Some civilian federal employees whose overseas moves were paid by the government in the past year are sighing with relief: The IRS has declared that a portion of that benefit is tax exempt.
The Tax Cuts and Jobs Act of 2017 eliminated the tax deduction for moving expenses for everyone except active-duty servicemembers. Until recently, that meant most everything the federal government paid to move its civilian employees permanently, including shipping and storing their household goods, was considered taxable income.
Many overseas federal employees — new hires and trainees included — and all stateside workers still face a tax on that benefit.
Some overseas federal workers have been granted a reprieve. The IRS in November said federal employees moving overseas from one federal job to another will not be taxed on government allowances for such costs as shipping vehicles and household goods or for temporary housing.
The news came as a great relief to Hans Garcia, a 14-year Army civilian employee who retired last year and moved back to the United States from Stuttgart, Germany.
Garcia estimated the cost to move his household goods and his vehicle at $80,000, he told Stars and Stripes in an email.
“I will be taxed an additional $17,600 — 22 percent tax bracket — over my regular wages,” he said before learning he would be exempt from that tax.
Garcia called the new guidance for overseas employees “great news,” adding that the moving expense taxation “would have been a hard financial burden for many.”
Federal employees are exempt, taxwise, because the Armed Forces Tax Counsel issued new guidance last fall, according to a statement by the Army’s 21st Theater Sustainment Command legal office.
“Allowances received for household goods shipments and storage and privately owned vehicle shipments to and from assignments outside the Continental United States are not taxable income, even under the new law,” the Army statement said.
Some moving-expense allowances are still taxable under the 2017 law, however, including airfare, passport and visa fees, en-route lodging and per-diem expenses, according to the Army statement.
However, most federal employees who moved will see their moving allowances listed as income on their W-2 forms.
The Army statement in December omitted an important caveat: New hires (or appointees), trainees and employees leaving government work and moving overseas are not exempt from the tax on moving allowances, according to the IRS.
Those employees — along with those who move within the continental U.S. — are responsible for paying taxes on money they never see that’s paid directly by the government to service providers such as airlines and moving companies.

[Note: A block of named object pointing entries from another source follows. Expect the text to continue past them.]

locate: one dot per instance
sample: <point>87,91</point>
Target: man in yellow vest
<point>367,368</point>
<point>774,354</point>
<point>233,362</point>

Taxes on such moves can bump an employee into a higher tax bracket. A 2015 Government Accountability Office report estimated the average cost of an overseas move for active-duty servicemembers came to more than $13,000, and more than $10,000 for a stateside move. The study did not report costs for civilian moves.
Some relief is available for civilian employees moving from one federal job to another and facing steep tax bills as a result.
A May bulletin from the General Services Administration said those workers can be reimbursed for moving-related tax expenses through Withhold Tax Allowance and Relocation Income Tax Allowance payments.
There remains confusion among employees on how to access these benefits. The Federal Education Association said in a Nov. 23 statement that there is a “lack of clear information being presented” to employees about both programs.
Democratic Virginia Sens. Tim Kaine and Mark Warner in November asked the GSA to press federal agencies to “proactively” assist their eligible employees in applying for and obtaining the reimbursements. An update on whether the GSA issued such guidance since was not available Monday.
Those left behind
Still, a fraction of federal workers will face these tax burdens without relief.
Civilian federal employees who are new appointees, regardless of whether their moves were overseas or in-country, are ineligible for tax exemption and WTA and RITA reimbursements.
Also ineligible for WTA and RITA payments are civilian employees who leave federal jobs — including retirees.
Legislation proposed last year would have made incoming and outgoing employees eligible for WTA and RITA payments, but it stalled in Congress after being introduced in the Senate in July.
With April 15 fast approaching, little time remains to work on the bill that could offer relief for federal workers who have no exemptions available before their taxes are due.